FIG. 1 is a perspective view showing the overall configuration of an embodiment of a force control robot according to the present invention.

FIG. 2 is a diagram for explaining a polishing operation for a curved surface in the first embodiment of the present invention.

FIG. 3 is an explanatory diagram illustrating a relationship among a movement direction vector V1 of an end effector, a selection direction vector N1 selected in a work space, and a pressing direction vector F1 in the first embodiment of the present invention.

FIG. 4 is a diagram illustrating a chamfering work of a work end portion according to a second embodiment of the present invention.
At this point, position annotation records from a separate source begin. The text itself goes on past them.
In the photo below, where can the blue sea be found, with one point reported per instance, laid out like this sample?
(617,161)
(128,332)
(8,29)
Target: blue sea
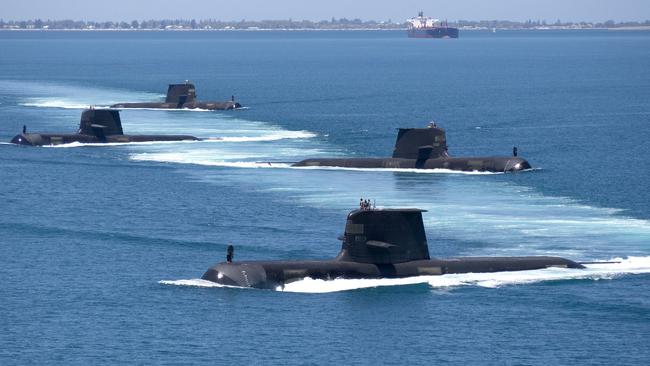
(102,247)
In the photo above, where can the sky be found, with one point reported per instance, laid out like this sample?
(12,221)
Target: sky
(518,10)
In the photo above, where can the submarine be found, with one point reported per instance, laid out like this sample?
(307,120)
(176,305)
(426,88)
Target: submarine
(377,243)
(96,126)
(182,96)
(424,148)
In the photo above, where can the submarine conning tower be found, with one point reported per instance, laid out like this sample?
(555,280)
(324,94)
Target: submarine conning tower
(421,143)
(100,122)
(384,236)
(181,93)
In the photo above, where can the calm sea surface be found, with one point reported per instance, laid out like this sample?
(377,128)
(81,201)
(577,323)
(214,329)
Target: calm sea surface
(102,247)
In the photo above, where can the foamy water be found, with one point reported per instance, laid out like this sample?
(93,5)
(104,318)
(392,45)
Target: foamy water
(593,272)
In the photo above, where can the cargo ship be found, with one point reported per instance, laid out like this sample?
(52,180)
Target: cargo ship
(425,27)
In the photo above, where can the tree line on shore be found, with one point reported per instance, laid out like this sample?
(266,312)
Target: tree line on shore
(343,23)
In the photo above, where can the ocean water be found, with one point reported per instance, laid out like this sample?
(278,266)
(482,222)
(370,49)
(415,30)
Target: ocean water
(103,246)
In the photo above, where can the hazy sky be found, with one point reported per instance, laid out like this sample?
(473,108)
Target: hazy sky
(551,10)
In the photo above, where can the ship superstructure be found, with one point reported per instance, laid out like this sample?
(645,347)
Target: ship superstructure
(427,27)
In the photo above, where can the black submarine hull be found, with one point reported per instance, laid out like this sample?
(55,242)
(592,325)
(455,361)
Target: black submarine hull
(38,139)
(212,106)
(274,274)
(424,148)
(482,164)
(96,126)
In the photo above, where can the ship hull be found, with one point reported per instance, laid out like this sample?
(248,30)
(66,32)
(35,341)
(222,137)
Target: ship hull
(481,164)
(38,139)
(213,106)
(438,32)
(274,274)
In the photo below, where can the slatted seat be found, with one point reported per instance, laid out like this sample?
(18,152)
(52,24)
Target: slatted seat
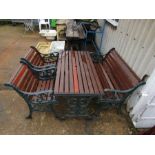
(35,92)
(118,80)
(76,75)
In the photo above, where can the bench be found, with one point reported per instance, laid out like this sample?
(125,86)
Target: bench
(81,88)
(117,79)
(43,67)
(38,94)
(83,83)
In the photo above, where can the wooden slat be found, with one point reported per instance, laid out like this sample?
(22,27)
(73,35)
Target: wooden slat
(58,74)
(80,82)
(85,82)
(91,90)
(62,76)
(75,74)
(96,78)
(91,74)
(71,87)
(66,73)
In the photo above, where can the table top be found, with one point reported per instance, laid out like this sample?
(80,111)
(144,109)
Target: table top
(76,74)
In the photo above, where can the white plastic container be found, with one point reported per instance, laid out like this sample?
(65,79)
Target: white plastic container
(50,34)
(43,32)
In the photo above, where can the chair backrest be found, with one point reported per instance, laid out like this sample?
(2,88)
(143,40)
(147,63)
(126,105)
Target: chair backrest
(119,71)
(24,79)
(34,57)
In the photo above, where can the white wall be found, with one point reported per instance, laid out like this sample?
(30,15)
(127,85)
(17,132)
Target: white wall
(135,42)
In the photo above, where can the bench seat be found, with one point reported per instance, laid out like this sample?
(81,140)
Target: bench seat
(35,92)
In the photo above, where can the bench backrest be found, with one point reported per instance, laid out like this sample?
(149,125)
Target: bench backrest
(34,57)
(120,74)
(24,79)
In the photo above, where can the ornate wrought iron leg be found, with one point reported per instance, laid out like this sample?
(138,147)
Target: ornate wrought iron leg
(30,112)
(119,108)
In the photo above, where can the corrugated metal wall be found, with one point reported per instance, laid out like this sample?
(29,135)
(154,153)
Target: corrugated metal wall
(135,42)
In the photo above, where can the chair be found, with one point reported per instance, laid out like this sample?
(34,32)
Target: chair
(44,22)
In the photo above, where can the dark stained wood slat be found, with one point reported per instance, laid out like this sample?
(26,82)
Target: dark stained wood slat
(62,78)
(75,74)
(85,84)
(71,87)
(97,81)
(80,82)
(58,74)
(66,73)
(91,90)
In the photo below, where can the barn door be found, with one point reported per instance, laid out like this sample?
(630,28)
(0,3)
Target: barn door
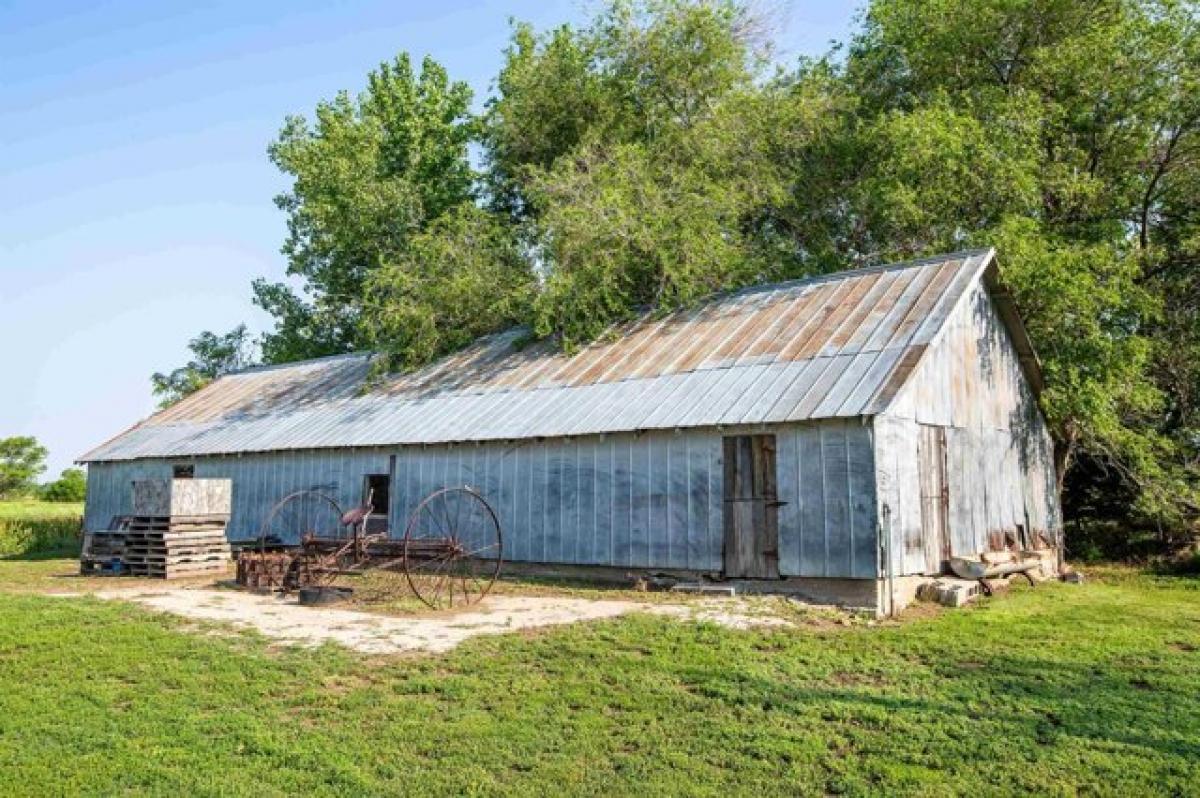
(935,497)
(751,508)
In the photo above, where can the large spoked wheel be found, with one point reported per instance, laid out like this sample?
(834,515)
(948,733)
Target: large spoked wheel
(297,517)
(453,549)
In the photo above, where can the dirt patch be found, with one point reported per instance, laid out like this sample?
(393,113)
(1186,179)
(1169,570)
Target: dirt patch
(285,621)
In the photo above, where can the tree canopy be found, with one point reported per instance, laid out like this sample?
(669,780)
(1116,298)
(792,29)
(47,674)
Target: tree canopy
(70,486)
(211,357)
(22,460)
(659,154)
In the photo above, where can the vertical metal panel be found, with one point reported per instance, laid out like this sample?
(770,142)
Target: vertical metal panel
(789,481)
(863,504)
(811,532)
(649,501)
(678,501)
(837,499)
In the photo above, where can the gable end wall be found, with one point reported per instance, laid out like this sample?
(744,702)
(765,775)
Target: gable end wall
(1000,455)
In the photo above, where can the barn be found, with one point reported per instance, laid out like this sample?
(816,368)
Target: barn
(839,437)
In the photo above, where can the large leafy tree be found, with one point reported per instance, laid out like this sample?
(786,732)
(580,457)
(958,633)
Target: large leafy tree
(22,459)
(369,174)
(1066,133)
(621,150)
(649,157)
(213,355)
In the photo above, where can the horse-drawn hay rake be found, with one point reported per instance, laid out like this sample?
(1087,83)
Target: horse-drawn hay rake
(450,553)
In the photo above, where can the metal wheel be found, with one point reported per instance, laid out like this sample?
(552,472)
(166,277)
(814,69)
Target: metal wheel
(453,549)
(297,516)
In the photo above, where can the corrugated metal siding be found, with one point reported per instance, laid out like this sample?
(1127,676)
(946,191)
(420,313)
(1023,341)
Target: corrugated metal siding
(1000,453)
(629,501)
(837,347)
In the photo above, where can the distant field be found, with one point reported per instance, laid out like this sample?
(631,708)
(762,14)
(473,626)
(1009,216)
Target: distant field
(1060,690)
(29,527)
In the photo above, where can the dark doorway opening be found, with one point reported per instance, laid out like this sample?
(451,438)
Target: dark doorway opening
(751,508)
(377,487)
(935,497)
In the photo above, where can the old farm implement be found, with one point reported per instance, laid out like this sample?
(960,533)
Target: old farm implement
(450,553)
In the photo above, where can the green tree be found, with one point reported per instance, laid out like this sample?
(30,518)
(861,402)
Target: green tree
(1066,133)
(70,486)
(619,149)
(22,459)
(461,279)
(213,355)
(367,177)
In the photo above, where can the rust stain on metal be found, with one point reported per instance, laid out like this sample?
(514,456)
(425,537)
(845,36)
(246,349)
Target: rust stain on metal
(869,324)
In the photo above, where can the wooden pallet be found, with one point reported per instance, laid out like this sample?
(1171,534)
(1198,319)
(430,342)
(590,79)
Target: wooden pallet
(178,569)
(162,546)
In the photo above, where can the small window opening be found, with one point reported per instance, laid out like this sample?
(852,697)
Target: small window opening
(378,490)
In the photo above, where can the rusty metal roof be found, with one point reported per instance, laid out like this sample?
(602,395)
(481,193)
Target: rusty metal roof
(834,346)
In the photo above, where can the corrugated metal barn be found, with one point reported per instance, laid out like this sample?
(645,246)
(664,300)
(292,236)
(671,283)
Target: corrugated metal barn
(838,433)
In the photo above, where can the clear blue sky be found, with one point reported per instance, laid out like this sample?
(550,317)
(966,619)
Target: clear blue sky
(135,187)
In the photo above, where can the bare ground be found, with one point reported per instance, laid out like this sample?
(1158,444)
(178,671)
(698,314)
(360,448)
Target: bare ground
(285,621)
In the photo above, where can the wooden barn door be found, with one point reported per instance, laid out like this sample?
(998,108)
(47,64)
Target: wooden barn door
(935,497)
(751,508)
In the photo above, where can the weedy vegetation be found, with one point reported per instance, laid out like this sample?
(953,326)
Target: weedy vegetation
(30,527)
(1056,690)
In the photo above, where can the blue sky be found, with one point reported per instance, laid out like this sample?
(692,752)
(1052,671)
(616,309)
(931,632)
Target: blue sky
(135,189)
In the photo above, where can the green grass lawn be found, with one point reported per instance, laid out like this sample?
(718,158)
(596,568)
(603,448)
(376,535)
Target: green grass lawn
(1056,690)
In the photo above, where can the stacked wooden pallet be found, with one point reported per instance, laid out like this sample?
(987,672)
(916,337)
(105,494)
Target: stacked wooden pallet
(175,546)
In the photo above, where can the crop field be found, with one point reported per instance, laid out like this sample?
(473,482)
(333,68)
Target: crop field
(29,527)
(1056,690)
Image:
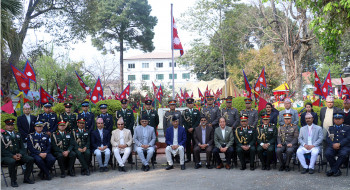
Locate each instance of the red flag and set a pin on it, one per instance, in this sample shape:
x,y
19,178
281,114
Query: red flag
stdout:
x,y
176,40
29,72
82,84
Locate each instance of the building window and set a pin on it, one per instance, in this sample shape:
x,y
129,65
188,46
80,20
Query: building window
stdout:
x,y
171,76
159,76
159,65
131,77
131,66
185,75
145,77
170,64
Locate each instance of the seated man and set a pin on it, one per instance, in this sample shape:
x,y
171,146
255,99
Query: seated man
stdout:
x,y
62,145
203,140
338,140
121,143
245,142
145,139
266,137
39,146
176,140
223,140
82,146
13,151
100,140
287,141
310,139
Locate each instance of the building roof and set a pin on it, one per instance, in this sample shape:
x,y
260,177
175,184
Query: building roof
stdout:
x,y
154,55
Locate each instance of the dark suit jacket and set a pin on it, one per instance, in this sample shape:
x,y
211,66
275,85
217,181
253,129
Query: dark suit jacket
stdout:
x,y
96,139
209,136
181,136
23,126
323,113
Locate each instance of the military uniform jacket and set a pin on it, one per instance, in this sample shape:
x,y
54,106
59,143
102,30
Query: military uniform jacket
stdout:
x,y
128,117
49,120
266,134
288,134
72,119
245,137
232,117
252,116
339,135
191,119
89,120
11,145
167,119
212,113
38,143
82,139
153,117
108,121
61,143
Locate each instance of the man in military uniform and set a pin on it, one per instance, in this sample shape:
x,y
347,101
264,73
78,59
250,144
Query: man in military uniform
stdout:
x,y
168,116
245,142
82,146
107,118
49,119
338,140
211,112
13,151
287,141
251,113
63,145
89,117
190,119
39,146
69,117
267,134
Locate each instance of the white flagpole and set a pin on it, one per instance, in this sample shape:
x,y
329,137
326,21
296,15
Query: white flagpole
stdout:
x,y
172,50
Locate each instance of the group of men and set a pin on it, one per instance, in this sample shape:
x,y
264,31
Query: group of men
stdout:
x,y
211,131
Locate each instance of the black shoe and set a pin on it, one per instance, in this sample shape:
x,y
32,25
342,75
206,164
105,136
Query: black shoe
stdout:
x,y
183,167
14,184
169,167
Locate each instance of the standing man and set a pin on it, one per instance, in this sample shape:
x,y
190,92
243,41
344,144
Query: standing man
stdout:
x,y
245,142
266,138
63,145
39,146
26,122
168,116
89,117
49,119
310,140
211,112
82,146
288,109
13,151
107,118
69,117
287,141
175,139
203,140
252,114
191,118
FIG. 5 is an explanatory diagram illustrating a relationship between a traveling direction V2 of the end effector, a selection direction vector N2 selected in the work space, and a pressing direction vector F2 in the second embodiment of the present invention.

[Explanation of symbols]

1 Robot Main Body 4 6-axis Force Sensor 5 End Effector (Rotary Grinder, Cone Cutter) 10 Direction Setting Means W, W1, W2 Work Object 15, 19 Curved Surface 16, 17, 18 Flat Surface 20 Work End N1, N2 selection direction vector V1, V2 moving direction vector F1, F2 predetermined direction pressing direction vector

Front page continuation (72) Fumio Ozaki Inventor Fumio Ozaki 1 Komukai Toshiba-cho, Saiwai-ku, Kawasaki-shi, Kanagawa Toshiba Research & Development Center (72) Inventor Shintaro Nagataki 2068-3 Ooka, Numazu-shi, Shizuoka Toshiba Machine Stock company Numazu Office

Claims (3)

[Claims] 1. A force control robot that moves an end effector along a surface of a work object while controlling the end effector so as to press the surface of a work object with a target pressing force. A force control robot comprising: direction setting means for setting a pressing direction of the end effector in a predetermined pressing direction defined by a moving direction of the end effector. 2. The force control robot according to claim 1, wherein the predetermined pressing direction is a direction orthogonal to the selecting direction and the moving direction of the end effector. 3. The force control robot according to claim 1, wherein the selection direction is a surface normal direction of the work object.